Manila (AsiaNews) - The Filipino Catholic Church is supporting the poor farmers in the country, and asking for the extension of the law on agrarian reform (CARP). Last March 6, two cardinals, Gaudencio Rosales of Manila and Ricardo Vidal of Cebu, met with President Gloria Macapagal-Arroyo to discuss the law under consideration in parliament. The cardinals express the hope that this may benefit "poor farmers" and call on politicians to "give the CARP additional five years."

According to Fr. Anton Pascual, executive director of Caritas Manila, the president promised the two cardinals that her administration is "one with the Church" in the fight for approval of the CARP. "Malacanang [the presidential palace] is not the problem. The Church has the full support of the president."

Arroyo's full support is an important point for the Church, but it is the parliament that must decide whether or not to extend the law. Fr. Pascual is asking for "moral pressure" on the country's politicians, and is inviting the bishops to "personally call on their respective legislators" in order to convince them "to pass CARP. We have three months to turn the tide to CARP’s favor."

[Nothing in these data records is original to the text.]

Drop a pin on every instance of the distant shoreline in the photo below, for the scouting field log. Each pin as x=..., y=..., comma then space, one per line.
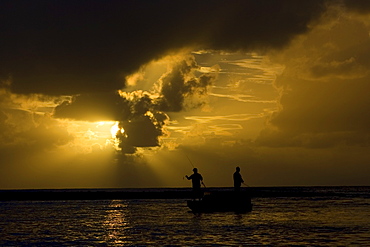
x=177, y=193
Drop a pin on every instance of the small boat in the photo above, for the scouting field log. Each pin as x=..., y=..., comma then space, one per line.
x=239, y=202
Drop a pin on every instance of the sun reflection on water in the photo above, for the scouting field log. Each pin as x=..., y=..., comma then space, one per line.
x=116, y=223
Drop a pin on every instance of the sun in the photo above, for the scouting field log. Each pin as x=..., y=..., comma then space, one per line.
x=115, y=129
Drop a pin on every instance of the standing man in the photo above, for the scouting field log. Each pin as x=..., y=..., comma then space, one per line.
x=238, y=180
x=196, y=180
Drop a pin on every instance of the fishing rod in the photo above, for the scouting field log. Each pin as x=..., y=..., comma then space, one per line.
x=193, y=168
x=190, y=161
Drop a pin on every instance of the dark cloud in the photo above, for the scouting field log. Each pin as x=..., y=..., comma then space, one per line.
x=73, y=47
x=180, y=83
x=324, y=100
x=360, y=6
x=94, y=107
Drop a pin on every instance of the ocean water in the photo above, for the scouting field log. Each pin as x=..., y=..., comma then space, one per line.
x=335, y=216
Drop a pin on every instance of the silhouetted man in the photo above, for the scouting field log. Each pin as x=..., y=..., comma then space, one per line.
x=196, y=180
x=238, y=180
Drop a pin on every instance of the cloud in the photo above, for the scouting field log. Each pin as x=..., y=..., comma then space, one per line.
x=64, y=48
x=323, y=90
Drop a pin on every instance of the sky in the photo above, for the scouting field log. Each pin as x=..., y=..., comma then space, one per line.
x=134, y=94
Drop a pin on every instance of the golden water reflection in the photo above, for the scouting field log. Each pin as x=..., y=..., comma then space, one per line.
x=116, y=224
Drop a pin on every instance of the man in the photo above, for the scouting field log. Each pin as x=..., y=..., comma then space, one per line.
x=196, y=180
x=238, y=180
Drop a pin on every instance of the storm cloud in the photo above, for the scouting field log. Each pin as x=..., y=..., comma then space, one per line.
x=64, y=47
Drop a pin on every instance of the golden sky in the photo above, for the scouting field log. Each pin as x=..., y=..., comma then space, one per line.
x=121, y=93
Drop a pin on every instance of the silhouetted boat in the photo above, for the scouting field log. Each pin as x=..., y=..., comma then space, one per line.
x=222, y=202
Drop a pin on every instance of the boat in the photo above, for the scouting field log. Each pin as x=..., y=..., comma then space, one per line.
x=239, y=202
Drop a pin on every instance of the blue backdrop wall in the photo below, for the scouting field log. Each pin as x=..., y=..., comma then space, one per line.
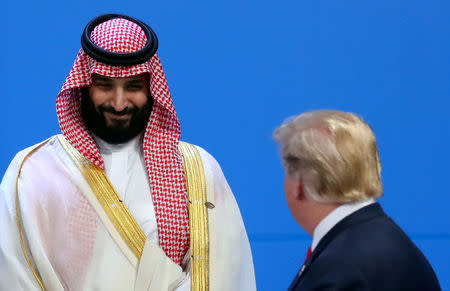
x=237, y=69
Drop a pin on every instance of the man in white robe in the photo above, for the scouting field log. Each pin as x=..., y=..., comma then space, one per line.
x=117, y=202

The effects of the law on agrarian reform - promulgated in 1988, and extended ten years later - expired in December of 2008. The authors of the CARP and farmers in the country have criticized the manner in which the law was extended to June of 2009, because it does not include a provision on "compulsory land acquisition and distribution" on behalf of poor farmers. This, he stresses, "is the heart and soul of the CARP."

Finally, Arroyo has asked both of her sons, members of the House of Representatives, to vote in favor of the reform, and not "to break the legacy of the Macapagal family" in this matter. The president's family has vast land holdings; there are rumors from various directions that Arroyo is more interested in "protecting property" than in the well-being of the country.